Although older men are more prone to anaemia when hypogonadal, they are at the same time at greater risk of developing androgen-induced erythrocytosis (27, 51). Hence, testosterone therapy is not generally recommended if baseline Hct approaches or exceeds 50%; indeed, such high levels should lead one to seriously question the original diagnosis of hypogonadism (1). Conversely, in older patients with functional CH and anaemia, testosterone treatment corrected baseline anaemia in 40‒60% of cases, irrespective of whether another cause of anaemia was identified. These men also experienced improvements in energy and vitality that were not observed in the generality of study patients (49, 52).

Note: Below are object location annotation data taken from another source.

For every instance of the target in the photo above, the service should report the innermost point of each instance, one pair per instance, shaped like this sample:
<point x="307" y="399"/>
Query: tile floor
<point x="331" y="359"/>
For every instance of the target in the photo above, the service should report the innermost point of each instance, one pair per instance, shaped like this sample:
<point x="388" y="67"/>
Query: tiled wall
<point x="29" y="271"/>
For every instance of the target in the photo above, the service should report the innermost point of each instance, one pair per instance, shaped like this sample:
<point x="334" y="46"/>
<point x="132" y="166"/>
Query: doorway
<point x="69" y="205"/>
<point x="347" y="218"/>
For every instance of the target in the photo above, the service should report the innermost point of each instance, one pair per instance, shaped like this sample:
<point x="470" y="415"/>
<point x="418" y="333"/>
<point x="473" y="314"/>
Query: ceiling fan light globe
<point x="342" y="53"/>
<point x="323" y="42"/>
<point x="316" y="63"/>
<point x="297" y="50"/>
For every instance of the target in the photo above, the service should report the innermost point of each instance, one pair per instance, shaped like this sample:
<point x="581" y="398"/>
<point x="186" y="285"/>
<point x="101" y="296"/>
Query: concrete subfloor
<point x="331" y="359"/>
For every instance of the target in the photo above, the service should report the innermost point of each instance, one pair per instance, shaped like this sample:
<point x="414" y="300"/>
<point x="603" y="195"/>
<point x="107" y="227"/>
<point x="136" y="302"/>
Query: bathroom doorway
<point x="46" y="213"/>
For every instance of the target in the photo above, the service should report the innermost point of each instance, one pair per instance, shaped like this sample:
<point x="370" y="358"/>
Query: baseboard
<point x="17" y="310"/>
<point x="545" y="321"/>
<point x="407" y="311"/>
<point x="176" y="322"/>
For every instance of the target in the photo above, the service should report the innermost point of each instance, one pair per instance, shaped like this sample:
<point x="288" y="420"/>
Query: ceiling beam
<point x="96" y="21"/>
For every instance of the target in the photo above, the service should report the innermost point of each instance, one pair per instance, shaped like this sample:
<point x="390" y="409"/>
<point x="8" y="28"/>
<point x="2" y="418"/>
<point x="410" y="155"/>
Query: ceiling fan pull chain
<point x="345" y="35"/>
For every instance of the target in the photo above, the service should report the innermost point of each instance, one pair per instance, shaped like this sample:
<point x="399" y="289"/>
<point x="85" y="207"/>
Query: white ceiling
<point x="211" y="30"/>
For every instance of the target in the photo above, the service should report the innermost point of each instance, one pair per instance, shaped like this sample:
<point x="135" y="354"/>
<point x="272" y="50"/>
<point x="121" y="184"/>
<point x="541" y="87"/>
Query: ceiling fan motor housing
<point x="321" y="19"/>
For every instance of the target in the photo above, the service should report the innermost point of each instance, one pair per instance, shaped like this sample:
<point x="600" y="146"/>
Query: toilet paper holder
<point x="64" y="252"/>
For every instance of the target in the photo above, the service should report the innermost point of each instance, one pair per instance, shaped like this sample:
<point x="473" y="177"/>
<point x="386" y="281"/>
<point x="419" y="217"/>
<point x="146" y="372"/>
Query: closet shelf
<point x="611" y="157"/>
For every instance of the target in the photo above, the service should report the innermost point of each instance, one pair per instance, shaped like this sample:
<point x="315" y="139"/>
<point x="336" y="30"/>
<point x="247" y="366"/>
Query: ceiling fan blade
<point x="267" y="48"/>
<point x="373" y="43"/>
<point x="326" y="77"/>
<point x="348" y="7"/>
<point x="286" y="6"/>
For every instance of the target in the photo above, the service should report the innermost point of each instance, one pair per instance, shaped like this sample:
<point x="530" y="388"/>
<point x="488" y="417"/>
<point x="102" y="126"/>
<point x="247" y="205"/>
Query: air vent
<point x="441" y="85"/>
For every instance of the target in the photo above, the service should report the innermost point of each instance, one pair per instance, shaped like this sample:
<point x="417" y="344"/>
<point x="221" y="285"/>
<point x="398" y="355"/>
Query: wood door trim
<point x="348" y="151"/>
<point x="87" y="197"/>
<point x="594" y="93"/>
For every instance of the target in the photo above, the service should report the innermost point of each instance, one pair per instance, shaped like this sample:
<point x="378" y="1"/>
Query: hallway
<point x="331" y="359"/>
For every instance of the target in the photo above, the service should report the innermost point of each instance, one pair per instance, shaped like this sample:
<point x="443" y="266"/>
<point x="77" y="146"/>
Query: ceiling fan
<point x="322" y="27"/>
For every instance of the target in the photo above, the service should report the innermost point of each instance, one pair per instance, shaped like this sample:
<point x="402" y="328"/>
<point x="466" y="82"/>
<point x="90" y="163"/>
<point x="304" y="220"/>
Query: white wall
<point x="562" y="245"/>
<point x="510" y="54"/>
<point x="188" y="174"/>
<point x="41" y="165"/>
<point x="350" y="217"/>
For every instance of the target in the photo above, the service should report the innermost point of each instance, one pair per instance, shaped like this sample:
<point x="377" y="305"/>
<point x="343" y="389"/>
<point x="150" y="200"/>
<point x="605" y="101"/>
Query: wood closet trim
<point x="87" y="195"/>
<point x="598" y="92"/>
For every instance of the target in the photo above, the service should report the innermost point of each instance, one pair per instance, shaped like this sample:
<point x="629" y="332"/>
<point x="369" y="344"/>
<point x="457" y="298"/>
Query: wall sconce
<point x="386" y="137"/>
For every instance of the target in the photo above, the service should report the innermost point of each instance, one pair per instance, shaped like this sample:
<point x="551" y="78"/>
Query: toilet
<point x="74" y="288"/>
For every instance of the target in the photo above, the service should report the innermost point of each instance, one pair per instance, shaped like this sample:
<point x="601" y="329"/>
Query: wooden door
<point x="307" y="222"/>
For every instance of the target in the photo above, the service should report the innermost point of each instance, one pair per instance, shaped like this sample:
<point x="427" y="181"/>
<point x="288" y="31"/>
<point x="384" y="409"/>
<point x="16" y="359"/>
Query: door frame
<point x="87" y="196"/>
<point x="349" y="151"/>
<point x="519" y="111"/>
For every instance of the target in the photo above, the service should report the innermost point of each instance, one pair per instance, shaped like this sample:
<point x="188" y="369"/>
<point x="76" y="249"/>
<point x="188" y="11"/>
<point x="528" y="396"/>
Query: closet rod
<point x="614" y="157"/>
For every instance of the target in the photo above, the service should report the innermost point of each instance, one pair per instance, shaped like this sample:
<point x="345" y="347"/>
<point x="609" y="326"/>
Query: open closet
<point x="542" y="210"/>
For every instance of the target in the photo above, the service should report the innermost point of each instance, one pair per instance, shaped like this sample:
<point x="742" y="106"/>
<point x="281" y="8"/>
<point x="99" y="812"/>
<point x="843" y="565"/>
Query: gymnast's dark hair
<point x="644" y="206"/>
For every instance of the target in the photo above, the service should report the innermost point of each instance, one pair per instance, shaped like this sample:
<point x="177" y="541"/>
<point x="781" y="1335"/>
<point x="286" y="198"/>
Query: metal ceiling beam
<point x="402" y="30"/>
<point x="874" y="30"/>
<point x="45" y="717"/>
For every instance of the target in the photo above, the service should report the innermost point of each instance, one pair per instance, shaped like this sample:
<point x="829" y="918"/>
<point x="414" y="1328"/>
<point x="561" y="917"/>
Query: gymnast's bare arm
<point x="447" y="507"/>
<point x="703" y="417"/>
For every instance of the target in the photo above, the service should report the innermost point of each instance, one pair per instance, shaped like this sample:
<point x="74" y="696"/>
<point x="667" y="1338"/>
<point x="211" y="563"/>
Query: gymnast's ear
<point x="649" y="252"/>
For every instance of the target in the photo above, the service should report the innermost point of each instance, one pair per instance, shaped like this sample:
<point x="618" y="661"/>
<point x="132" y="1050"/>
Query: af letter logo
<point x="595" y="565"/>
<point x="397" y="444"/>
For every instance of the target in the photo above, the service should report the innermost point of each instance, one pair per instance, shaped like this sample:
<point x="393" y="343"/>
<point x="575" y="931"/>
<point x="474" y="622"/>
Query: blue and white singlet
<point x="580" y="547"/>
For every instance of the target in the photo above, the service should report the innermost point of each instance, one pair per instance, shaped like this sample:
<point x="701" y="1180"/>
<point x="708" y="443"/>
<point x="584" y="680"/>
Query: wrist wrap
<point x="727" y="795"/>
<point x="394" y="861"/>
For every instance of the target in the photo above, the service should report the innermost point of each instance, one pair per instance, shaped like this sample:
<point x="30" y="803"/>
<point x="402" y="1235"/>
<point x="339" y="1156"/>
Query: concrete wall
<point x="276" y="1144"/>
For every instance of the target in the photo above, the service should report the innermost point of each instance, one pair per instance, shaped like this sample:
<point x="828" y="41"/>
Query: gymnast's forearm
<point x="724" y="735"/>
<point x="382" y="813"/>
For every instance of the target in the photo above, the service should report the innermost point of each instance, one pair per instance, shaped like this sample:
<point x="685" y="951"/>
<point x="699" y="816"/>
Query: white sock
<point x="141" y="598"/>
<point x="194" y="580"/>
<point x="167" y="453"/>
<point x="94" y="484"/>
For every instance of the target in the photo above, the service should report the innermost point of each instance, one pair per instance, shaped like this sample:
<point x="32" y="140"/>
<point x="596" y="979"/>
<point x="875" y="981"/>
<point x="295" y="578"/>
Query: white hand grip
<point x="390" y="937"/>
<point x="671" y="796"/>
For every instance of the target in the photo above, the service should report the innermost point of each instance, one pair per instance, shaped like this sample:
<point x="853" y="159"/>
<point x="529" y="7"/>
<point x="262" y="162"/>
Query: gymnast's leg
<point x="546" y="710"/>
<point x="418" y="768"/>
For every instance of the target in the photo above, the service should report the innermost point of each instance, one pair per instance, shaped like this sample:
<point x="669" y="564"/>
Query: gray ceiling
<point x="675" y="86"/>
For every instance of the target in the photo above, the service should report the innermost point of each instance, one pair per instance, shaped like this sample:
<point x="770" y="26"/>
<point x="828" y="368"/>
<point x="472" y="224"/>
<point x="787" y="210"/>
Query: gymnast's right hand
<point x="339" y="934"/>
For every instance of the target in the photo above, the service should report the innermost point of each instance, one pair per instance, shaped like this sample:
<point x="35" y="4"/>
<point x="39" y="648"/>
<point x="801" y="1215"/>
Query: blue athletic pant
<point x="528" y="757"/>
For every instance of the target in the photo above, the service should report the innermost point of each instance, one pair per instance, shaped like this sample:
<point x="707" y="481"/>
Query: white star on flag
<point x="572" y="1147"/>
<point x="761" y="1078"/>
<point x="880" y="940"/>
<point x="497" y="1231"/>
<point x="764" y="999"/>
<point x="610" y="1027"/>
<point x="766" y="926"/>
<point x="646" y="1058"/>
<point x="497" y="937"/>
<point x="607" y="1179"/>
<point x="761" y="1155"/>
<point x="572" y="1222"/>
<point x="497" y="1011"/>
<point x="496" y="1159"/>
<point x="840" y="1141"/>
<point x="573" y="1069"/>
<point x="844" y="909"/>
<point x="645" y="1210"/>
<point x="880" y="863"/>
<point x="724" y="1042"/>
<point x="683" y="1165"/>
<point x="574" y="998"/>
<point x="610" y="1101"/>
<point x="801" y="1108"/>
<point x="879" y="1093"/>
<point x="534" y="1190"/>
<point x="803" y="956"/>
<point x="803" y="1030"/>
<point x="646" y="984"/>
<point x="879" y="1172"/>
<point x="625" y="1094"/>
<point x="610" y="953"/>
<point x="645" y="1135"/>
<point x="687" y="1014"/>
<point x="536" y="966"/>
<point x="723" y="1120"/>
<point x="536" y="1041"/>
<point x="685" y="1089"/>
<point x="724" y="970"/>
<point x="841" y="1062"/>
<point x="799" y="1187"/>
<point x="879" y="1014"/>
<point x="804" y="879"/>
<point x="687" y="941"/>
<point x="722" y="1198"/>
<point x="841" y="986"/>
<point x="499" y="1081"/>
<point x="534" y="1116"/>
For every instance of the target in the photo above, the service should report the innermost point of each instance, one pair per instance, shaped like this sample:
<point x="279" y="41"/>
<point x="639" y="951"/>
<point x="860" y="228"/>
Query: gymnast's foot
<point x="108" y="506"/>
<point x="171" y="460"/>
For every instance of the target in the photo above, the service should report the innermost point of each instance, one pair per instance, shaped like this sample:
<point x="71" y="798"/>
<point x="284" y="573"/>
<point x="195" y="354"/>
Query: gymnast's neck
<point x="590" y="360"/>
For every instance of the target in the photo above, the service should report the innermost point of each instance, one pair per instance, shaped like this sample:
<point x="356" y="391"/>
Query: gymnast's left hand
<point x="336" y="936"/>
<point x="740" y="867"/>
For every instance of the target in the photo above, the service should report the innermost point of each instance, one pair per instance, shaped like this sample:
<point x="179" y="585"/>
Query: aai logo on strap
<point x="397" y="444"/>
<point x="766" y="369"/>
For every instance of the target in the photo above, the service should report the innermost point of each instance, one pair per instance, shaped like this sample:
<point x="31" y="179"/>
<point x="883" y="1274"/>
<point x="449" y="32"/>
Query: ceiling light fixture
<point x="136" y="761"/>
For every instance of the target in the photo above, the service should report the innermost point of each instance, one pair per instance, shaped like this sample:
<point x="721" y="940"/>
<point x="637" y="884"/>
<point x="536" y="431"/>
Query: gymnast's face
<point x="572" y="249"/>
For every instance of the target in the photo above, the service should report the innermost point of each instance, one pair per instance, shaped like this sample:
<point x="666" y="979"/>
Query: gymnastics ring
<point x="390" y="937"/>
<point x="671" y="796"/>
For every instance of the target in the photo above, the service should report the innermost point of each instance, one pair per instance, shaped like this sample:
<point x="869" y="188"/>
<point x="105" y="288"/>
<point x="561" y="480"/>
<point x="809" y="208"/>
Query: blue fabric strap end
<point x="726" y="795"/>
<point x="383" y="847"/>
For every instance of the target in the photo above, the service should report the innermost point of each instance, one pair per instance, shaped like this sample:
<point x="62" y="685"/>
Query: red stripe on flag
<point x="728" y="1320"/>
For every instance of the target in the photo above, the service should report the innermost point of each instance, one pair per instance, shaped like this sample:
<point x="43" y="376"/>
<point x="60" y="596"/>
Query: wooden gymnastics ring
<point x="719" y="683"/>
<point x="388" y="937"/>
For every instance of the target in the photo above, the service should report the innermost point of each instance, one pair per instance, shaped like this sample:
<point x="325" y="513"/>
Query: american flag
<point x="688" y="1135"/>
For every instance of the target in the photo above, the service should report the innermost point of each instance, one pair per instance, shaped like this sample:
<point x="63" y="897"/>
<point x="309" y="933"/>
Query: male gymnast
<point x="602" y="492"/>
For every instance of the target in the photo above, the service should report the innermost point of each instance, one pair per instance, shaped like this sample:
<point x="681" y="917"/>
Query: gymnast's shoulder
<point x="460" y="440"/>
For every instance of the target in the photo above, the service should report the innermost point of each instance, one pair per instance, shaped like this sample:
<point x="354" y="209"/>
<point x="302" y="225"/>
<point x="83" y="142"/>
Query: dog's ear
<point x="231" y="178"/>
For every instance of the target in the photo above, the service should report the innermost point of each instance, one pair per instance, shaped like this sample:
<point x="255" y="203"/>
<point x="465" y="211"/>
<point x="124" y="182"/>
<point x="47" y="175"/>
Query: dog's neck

In relation to the direct effects of testosterone treatment on blood pressure, oral preparations may cause a very small increase (53), with other formulations not showing any increase at physiological doses.
\
* Testosterone formulations and their relationship to the haematocrit
Long-acting testosterone undecanoate IM injections maintain more stable serum testosterone levels compared to shorter-acting one, avoiding peaks. In contrast, short acting testosterone IM injections cause greater fluctuations in T levels, with rapid supraphysiological peaks shortly after injection, followed by a drop to low levels jus tprior to the next injection. These fluctuations appear to be associated with an increased risk of erythrocytosis. Transdermal formulations achieve more stable levels and, potentially, a lower overall area-under-curve serum T concentration (1, 54). In cases of clinically significant erythrocytosis with no other risk factors to address (smoking, obesity, hypertension, sleep apnoea, etc), it is recommended to reduce the testosterone dose and/or switch to transdermal formulations. However, one study found that transgender men on testosterone undecanoate depot injections had lower erythrocytosis rates that those on gels or intermediate-acting IM testosterone ester s(9.2% Hct >50% vs 12.8% and 15.9%, respectively), emphasising the relatively greater importance of the overall area-under-curve dose over the actual mode of delivery (54).
Conclusion
When testosterone is started for a verified diagnosis of pathological hypogonadism, it is anticipated to be continued lifelong under most circumstances. By properly monitoring treatment, adjusting the dose or dose-interval accordingly, collaboratively addressing other risk factors, it should usually be possible to avoid inducing erythrocytosis in the first place. When erythrocytosis does occur, then this can usually be addressed by following the same paradigm, rather than complete interruption of treatment. On the positive side, testosterone therapy in combination with SGLT2i potentially represents a cheaper and safer alternative to ESAs in men with advanced CKD and PH (which is likely underdiagnosed). Given the significant risks and uncertain benefits of conventional bone-specific drugs in men with advanced CKD, this may be especially important for those men with associated osteoporosis (61).